In the Memphite Theology Ptah was positioned as the ultimate source of creation. But this was not the only tradition involving Ptah as this craftsman creator of the universe. During the New Kingdom there was an effort to merge the various Egyptian conceptions of creation into one coherent whole with Amun as the primary creator. As part of this the deity Ptah was no longer seen as a creator in his own right instead he was seen to be the means by which Amun created the universe. Amun “spoke in silence” to kick off the creative process, but this speech operated via Ptah. Garry Shaw (in his book on Egyptian Myths) uses the metaphor of commissioning a sculpture (or other piece of craft), which I rather like. Amun is the commissioner – without him there would be no creation, but he does not make it himself nor is he the material from which the sculpture takes shape.
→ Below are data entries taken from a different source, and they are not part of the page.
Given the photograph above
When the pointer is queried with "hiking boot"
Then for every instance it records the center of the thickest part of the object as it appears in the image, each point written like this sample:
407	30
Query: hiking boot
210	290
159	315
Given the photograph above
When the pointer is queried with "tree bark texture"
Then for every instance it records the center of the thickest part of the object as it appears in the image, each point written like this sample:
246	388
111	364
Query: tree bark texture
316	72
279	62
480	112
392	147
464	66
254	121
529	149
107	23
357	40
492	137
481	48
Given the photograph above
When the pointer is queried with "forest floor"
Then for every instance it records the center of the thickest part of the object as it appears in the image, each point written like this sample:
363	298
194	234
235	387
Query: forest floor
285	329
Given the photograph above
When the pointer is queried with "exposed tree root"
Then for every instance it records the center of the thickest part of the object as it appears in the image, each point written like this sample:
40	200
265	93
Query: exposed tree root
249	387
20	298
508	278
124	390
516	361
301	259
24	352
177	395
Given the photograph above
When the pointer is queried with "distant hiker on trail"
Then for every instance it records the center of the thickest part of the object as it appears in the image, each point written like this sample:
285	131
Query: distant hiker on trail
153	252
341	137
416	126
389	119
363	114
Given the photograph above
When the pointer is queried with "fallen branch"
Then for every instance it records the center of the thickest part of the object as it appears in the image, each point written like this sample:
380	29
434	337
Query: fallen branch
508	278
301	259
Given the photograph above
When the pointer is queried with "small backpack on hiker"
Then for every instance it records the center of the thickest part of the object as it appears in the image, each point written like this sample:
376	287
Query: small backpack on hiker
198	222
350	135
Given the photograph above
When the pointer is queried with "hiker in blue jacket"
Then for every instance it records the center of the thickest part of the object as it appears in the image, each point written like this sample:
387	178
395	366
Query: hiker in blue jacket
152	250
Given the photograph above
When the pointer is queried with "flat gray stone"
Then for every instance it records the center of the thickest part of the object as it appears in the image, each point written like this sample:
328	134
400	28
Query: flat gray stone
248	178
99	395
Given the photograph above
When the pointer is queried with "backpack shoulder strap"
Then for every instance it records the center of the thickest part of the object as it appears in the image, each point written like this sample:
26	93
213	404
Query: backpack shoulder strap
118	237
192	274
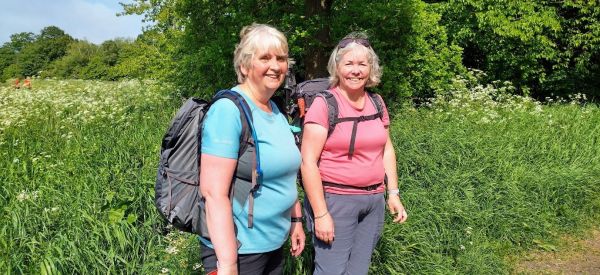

Ptah is the craftsman, who moulds the raw material but does so only by the request of the commissioner. And finally Atum and/or Tatenen are the raw material from which the creation is actually made – by themselves they cannot transform into the sculpture but it takes shape from their substance.
But the Ancient Egyptians rarely seem to’ve had only one explanation or understanding of any given phenomena (over time, or even simultaneously). And so it’s possible to overstate the idea that Ptah’s creative abilities operate via a crafting model – the ways that he is merged into broader Egyptian ideas about creation often have some flavour of procreation to them, particularly when he is being positioned as the ultimate creator. For instance one of his epithets translates as the “father of the gods, from whom all life emerged”. And in the Memphite Theology as Ptah-Nun he is referred to as the “father who begot Atum” and as Ptah-Naunet the “mother who bore Atum” – positioning him as the father & mother of the sun and creation itself. Ptah is also sometimes shown in art creating an egg on a potter’s wheel, and in a very late myth (dating to the Graeco-Roman period) he’s said to have fertilised this egg he created with his seed and thus created the Hermopolitan Ogdoad (whom he then goes on to bring together into Amun).
Procreation needs both male and female, and the Egyptians square this circle for the Hermopolitan Ogdoad by having female counterparts for each of the male deities/forces (e.g. the waters are Nun and Naunet). But for Ptah they chose another solution – he combines both male and female within himself. This concept is seen in references to Ptah in multiple periods of Egyptian history, both early and late. In this context he was referred to as “the Ancient One” and this is how he is associated with both Nun and Naunet – he is also seen as self-creating (by begetting himself).